Chińscy eksperci uważają, że oczekiwanie, że Pekin może wykupić Evergrande, jest bezzasadne. W rzeczywistości chińscy urzędnicy mówią dziennikarzom, że ‘szykują się na możliwą burzę’. Rząd w Chinach nie zrobi nic, by uratować Evergrande. W najlepszym razie urzędnicy zostaną poproszeni o stanie z boku i złagodzenie skutków fali po upadku Evergrande i innych deweloperów.

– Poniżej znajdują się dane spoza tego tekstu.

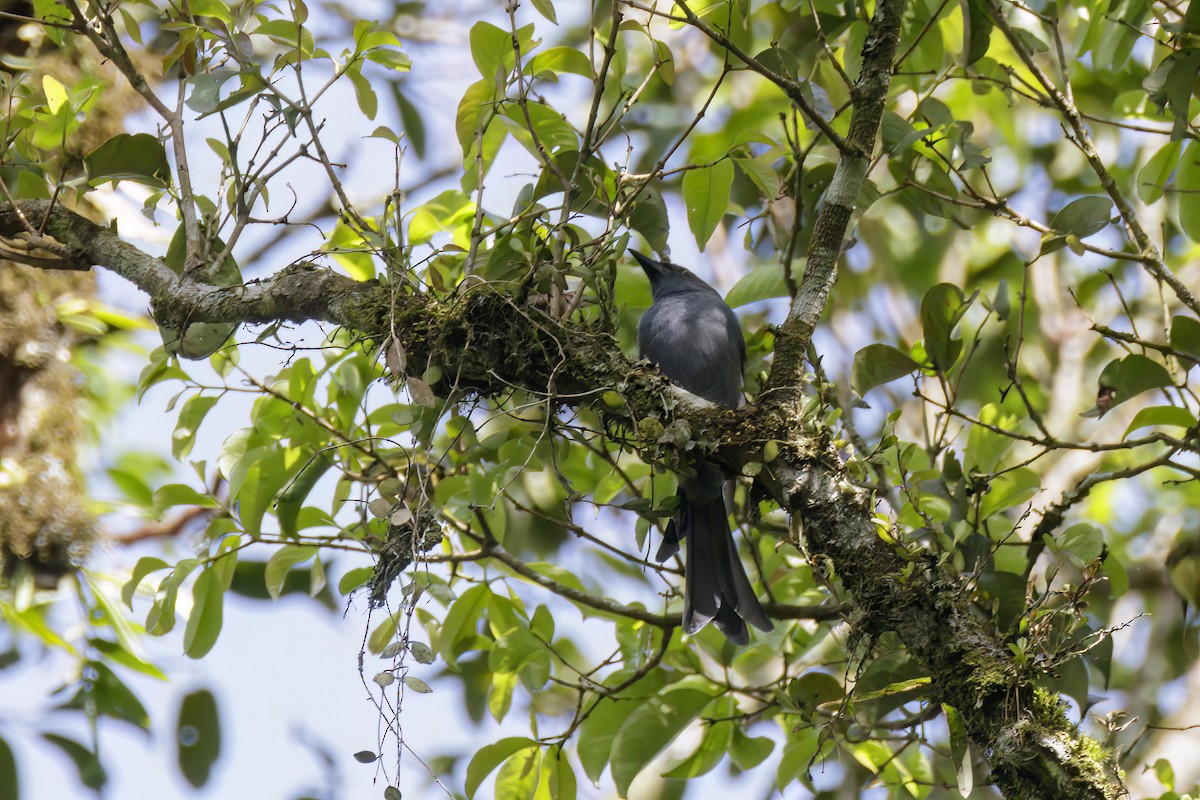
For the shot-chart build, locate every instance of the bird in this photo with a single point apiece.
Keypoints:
(693, 336)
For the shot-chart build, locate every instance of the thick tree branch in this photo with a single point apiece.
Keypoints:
(486, 343)
(1147, 253)
(869, 95)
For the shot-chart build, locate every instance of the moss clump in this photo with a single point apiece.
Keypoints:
(43, 524)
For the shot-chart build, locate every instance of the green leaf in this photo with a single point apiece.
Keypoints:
(179, 494)
(204, 623)
(281, 563)
(598, 732)
(1165, 415)
(558, 775)
(91, 771)
(136, 157)
(713, 747)
(461, 620)
(706, 192)
(1126, 378)
(1084, 216)
(366, 97)
(1081, 542)
(287, 507)
(745, 752)
(876, 365)
(561, 59)
(649, 218)
(798, 752)
(976, 30)
(111, 697)
(1155, 175)
(190, 419)
(491, 756)
(519, 775)
(1013, 488)
(651, 728)
(145, 565)
(1186, 336)
(115, 653)
(760, 283)
(354, 578)
(472, 108)
(1187, 180)
(10, 783)
(1164, 773)
(941, 310)
(489, 47)
(546, 8)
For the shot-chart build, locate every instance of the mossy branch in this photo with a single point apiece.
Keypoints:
(489, 344)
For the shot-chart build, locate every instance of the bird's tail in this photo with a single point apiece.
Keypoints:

Obecna sytuacja na rynku deweloperskim przypomina wojnę Xi Jinpinga z jego własnym rynkiem technologicznym. Alibaba, która była niegdyś równym rywalem dla amerykańskiego Amazona, jest teraz cieniem siebie sprzed dawnych lat, a jej założyciel Jack Ma, niegdyś ikona nowoczesnych Chin, jest ‘krwiopijcą’ naruszającym chińskie prawo. Tak samo niedawno ogłoszone regulacje dotyczące ograniczeń w korzystaniu z internetu przez młodzież, choć wprowadzane są pod hasłem zdrowia psychicznego, uderzają w sektor, który w ostatnich latach wymykał się spod kontroli Partii i posiadał zbyt dużą niezależność. Ostatnio Martin Lau, prezes gigantycznego Tencent Holdings, ostrzegł inwestorów, aby byli gotowi na kolejne ograniczenia regulacyjne. Tencent, największa chińska firma, odnotowała najwolniejsze tempo kwartalnego wzrostu przychodów od początku 2019 roku, w obliczu represji w sektorze technologii edukacyjnych i branży gier mobilnych.

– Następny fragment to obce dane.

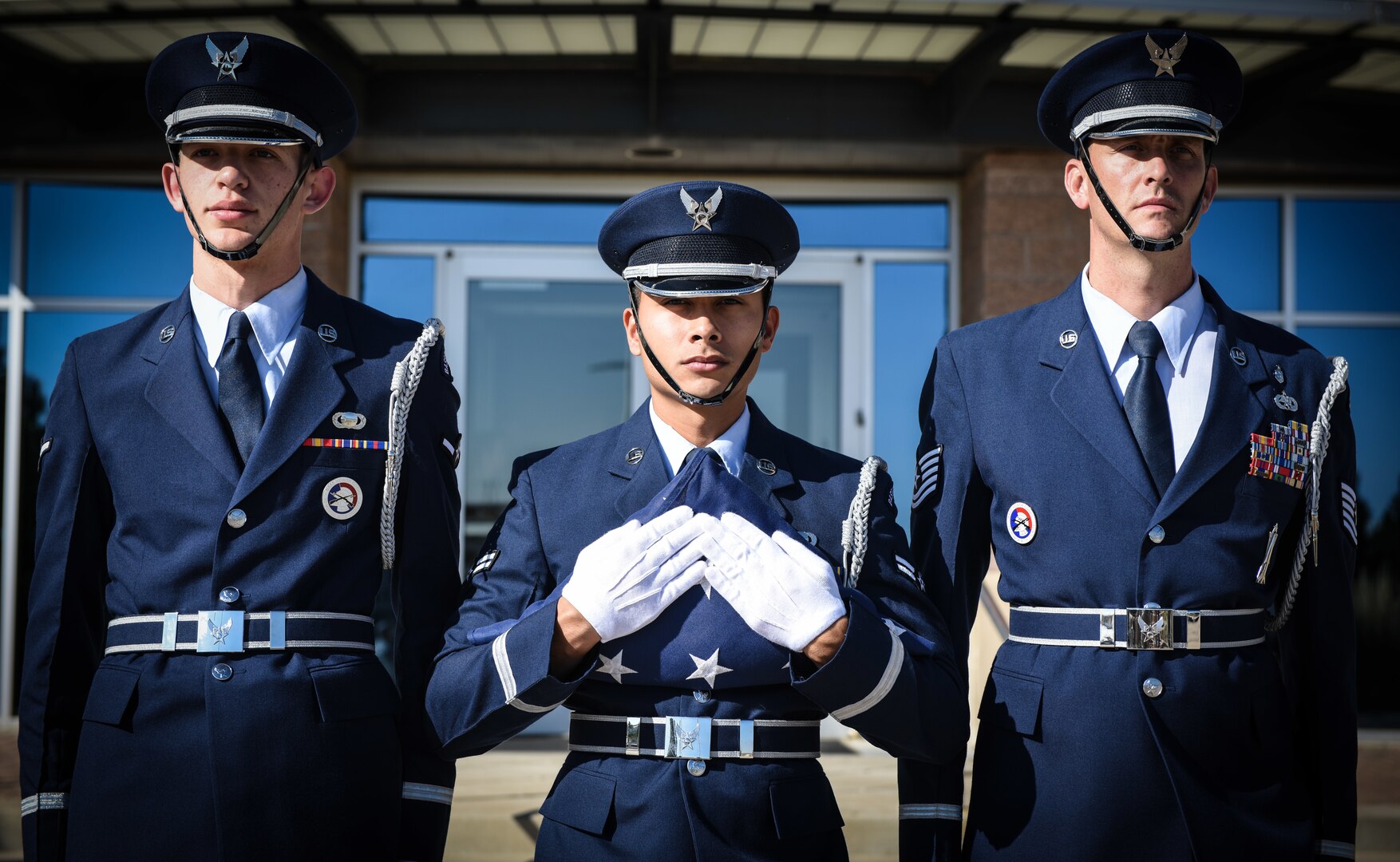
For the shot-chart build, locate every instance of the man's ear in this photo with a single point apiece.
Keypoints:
(319, 184)
(1077, 184)
(770, 328)
(629, 323)
(170, 182)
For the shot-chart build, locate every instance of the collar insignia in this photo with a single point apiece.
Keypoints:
(226, 62)
(1165, 61)
(702, 213)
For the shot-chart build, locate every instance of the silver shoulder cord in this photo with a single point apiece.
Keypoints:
(856, 528)
(1318, 441)
(408, 374)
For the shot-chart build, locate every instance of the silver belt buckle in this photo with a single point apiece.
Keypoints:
(688, 737)
(1149, 629)
(220, 631)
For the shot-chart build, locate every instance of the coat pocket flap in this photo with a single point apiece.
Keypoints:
(356, 690)
(802, 806)
(111, 694)
(1013, 702)
(583, 801)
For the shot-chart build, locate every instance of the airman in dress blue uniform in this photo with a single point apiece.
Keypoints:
(215, 521)
(690, 613)
(1168, 488)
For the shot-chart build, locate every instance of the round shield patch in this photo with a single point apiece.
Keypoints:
(1021, 522)
(342, 499)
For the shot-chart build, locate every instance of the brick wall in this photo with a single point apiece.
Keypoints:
(325, 237)
(1022, 241)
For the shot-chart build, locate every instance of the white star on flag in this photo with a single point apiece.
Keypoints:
(614, 666)
(707, 669)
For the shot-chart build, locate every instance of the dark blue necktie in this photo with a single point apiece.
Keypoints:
(239, 386)
(1145, 406)
(696, 451)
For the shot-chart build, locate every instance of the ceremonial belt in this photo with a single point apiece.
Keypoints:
(1137, 627)
(230, 631)
(694, 737)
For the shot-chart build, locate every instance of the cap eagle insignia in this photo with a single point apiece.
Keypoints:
(702, 213)
(1165, 61)
(226, 62)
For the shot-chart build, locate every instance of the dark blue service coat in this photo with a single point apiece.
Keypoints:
(1240, 753)
(893, 678)
(297, 754)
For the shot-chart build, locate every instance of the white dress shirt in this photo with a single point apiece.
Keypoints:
(730, 445)
(1188, 328)
(273, 319)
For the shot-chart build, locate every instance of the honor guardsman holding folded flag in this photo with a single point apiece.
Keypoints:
(678, 581)
(1168, 488)
(216, 512)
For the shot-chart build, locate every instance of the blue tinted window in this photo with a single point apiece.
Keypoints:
(6, 227)
(46, 336)
(1238, 249)
(1374, 409)
(882, 226)
(130, 243)
(398, 286)
(910, 317)
(440, 220)
(1347, 255)
(821, 224)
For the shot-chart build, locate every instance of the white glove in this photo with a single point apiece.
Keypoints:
(631, 574)
(781, 589)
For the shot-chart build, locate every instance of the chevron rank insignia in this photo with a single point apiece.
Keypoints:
(1348, 511)
(909, 571)
(926, 476)
(1283, 455)
(486, 561)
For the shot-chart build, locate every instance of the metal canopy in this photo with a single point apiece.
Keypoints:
(848, 85)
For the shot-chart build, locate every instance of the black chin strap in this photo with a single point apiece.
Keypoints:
(251, 249)
(1137, 241)
(685, 397)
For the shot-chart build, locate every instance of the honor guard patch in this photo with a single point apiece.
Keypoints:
(1348, 511)
(350, 421)
(342, 499)
(486, 561)
(1021, 522)
(926, 475)
(1283, 455)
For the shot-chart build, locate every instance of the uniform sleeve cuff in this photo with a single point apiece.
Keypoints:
(521, 657)
(871, 651)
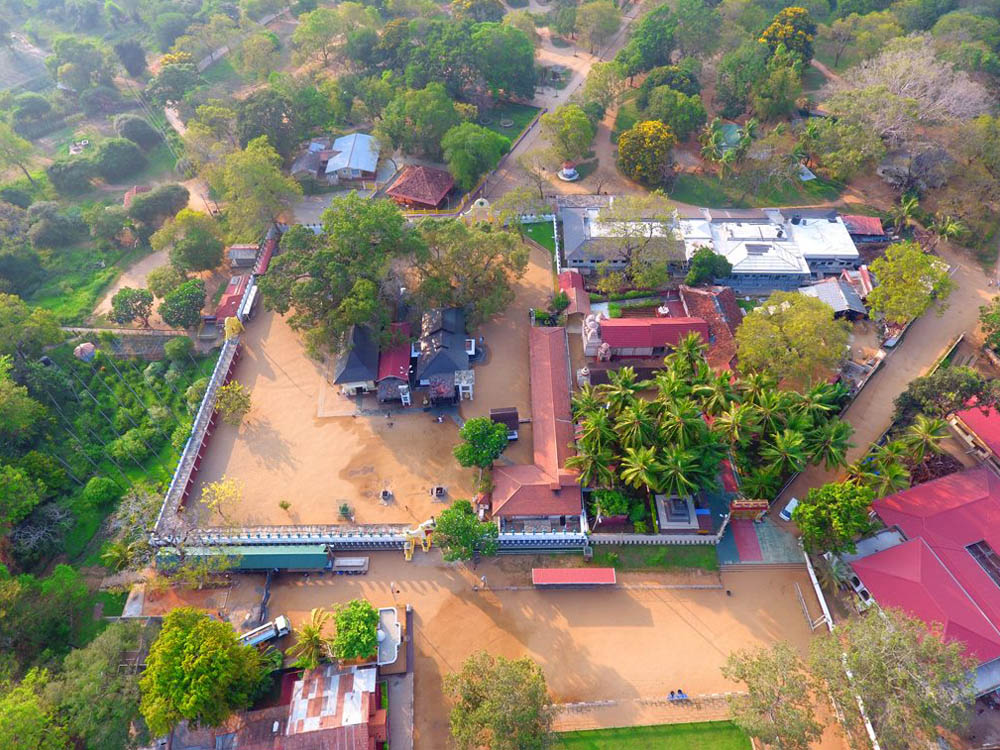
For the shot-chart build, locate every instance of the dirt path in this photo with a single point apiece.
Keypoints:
(511, 175)
(871, 412)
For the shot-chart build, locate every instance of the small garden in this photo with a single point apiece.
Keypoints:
(669, 436)
(704, 735)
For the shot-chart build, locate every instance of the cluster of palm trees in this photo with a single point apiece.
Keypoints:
(674, 441)
(910, 457)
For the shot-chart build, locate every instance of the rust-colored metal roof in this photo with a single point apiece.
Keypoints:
(420, 184)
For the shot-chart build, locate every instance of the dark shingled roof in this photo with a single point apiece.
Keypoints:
(360, 362)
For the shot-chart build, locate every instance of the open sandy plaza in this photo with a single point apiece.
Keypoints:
(654, 633)
(303, 442)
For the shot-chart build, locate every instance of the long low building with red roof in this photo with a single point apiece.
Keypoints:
(543, 495)
(938, 562)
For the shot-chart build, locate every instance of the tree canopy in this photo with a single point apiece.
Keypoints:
(499, 704)
(909, 282)
(197, 670)
(793, 337)
(461, 535)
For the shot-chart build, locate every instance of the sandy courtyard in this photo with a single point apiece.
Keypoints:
(282, 451)
(637, 641)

Zdjęcie: Thomas Peter/Reuters
Jedno pytanie: dlaczego?
Sytuacja na tych rynkach – technologicznym i mieszkaniowym – i wyjaśnienie działania Partii są analogiczne. Przyszłość technologii to nie szybkie zakupy i zabijające czas apki, lecz komputery kwantowe, drobne półprzewodniki i satelity. Prezydent Xi martwi się, że kreatywność technologiczna nie jest kierowana do takich projektów, jak energia, transport i opieka zdrowotna. Celem centralnie sterowanego rynku w Chinach musi być rozwój kraju – stąd przebijanie bańki spekulacyjnej i wpuszczenie tanich mieszkań na rynek. Partia po prostu usiłuje przejąć sektory gospodarki, które wyrwały się spod kontroli. Sektor technologiczny dał Chinom galopujący wzrost, ale także dał początek takim postaciom, jak Jack Ma, które stały się niezależnymi potęgami gospodarczymi.

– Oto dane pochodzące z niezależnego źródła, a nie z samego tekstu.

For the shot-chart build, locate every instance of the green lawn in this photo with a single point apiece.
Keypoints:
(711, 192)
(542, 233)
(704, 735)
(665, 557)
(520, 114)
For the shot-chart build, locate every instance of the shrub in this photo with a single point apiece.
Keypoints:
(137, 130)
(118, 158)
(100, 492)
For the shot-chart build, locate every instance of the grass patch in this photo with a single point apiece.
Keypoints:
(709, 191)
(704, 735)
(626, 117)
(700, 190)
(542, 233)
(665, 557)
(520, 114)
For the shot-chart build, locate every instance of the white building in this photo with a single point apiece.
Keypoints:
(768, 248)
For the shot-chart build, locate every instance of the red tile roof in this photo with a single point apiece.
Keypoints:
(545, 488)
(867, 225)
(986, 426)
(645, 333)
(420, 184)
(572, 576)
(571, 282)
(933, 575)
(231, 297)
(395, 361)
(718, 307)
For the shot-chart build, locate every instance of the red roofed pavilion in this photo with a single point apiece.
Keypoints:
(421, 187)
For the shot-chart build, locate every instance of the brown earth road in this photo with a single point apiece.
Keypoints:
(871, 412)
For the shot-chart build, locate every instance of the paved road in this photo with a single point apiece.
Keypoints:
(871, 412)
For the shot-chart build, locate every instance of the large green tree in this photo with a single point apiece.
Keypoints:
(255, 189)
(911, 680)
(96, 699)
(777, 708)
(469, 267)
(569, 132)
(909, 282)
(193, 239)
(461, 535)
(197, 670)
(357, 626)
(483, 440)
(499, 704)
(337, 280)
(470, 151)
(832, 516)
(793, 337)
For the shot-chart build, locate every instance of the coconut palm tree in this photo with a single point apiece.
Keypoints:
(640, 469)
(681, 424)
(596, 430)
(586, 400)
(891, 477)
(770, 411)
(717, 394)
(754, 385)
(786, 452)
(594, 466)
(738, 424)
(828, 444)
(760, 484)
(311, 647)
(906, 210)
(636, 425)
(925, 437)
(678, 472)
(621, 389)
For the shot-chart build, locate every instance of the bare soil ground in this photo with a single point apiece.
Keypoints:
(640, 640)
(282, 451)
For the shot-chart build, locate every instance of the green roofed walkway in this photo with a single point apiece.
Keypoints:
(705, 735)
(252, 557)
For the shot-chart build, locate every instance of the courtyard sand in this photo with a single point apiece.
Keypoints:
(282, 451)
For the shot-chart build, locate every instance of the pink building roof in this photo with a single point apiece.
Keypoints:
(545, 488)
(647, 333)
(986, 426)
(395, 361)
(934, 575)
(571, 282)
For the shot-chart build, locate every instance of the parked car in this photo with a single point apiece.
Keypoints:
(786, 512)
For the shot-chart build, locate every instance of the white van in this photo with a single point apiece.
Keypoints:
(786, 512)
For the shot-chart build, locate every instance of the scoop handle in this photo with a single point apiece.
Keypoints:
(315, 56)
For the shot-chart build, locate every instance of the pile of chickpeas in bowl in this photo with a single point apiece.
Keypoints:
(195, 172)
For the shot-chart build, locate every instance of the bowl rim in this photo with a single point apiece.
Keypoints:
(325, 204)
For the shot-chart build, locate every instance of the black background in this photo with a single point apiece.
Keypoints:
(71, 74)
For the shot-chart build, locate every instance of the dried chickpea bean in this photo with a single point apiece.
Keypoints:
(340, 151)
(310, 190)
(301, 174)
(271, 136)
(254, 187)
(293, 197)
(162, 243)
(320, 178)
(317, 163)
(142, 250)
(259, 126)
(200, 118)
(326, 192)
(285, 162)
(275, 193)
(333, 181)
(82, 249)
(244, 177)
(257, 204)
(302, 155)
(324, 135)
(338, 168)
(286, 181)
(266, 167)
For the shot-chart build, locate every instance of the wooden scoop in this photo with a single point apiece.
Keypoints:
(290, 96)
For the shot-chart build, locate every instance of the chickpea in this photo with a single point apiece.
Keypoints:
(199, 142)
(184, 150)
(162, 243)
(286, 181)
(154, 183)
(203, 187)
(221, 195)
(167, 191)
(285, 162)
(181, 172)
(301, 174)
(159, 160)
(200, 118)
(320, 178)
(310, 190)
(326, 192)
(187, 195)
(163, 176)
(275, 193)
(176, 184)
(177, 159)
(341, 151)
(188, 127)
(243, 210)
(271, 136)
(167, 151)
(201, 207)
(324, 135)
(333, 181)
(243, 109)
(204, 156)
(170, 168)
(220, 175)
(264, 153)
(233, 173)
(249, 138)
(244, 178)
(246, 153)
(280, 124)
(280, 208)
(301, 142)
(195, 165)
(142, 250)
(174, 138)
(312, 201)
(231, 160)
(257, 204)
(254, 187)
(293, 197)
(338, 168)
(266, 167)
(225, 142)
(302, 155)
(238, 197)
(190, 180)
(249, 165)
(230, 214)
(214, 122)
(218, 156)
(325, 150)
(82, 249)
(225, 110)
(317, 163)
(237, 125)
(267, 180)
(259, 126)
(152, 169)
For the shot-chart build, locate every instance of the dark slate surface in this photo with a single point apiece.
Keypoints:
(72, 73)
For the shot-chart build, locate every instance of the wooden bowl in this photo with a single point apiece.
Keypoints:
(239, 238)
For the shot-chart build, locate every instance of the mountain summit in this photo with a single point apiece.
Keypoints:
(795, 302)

Mało prawdopodobne, aby saga Evergrande spowodowała załamanie cen nieruchomości. Wartość ziemi jest po prostu bardziej przejrzysta i stabilna niż instrumenty finansowe. Dzieje się tak zwłaszcza w Chinach, gdzie lokalne władze monopolizują podaż ziemi. W rezultacie władze lokalne mają silną motywację do ustabilizowania cen gruntów. W najgorszym wypadku samorząd mógłby nawet odkupić ziemię, tak jak w latach 2014-15.
Aktywa Evergrande być może trafią do samorządów. – Jest wiele niezweryfikowanych doniesień na temat restrukturyzacji Evergrande i przejęcia przez samorządy. Ale jest to zgodne z oczekiwaniami, że władze lokalne przejmą kontrolę – powiedział Yan Yuejin, dyrektor ds. badań w szanghajskim China R&D Institute. – Evergrande ma dużą liczbę projektów. Jeśli nie są one aktywnie przenoszone w różne miejsca pod czyjąś opiekę, będą rzeczywiście podatne na ryzyko. Oczekuje się, że pojawią się różne regulacje przeciwko Evergrande, które mogą być również punktem wyjścia do dopracowania polityki związanej z nieruchomościami.
Rynki chińskie są względnie zamknięte na świat zewnętrzny, przez co krach w Państwie Środka nie powinien mieć takich efektów jak sytuacja związana z upadkiem Lehman Brothers w 2008 roku. Rynek amerykański był wówczas i dalej jest silnie związany z rynkami europejskimi. Przewiduje się, że władze chińskie opanują sytuację i ściślej przywiążą do siebie kolejną gałąź gospodarki. Taki w końcu był ich cel.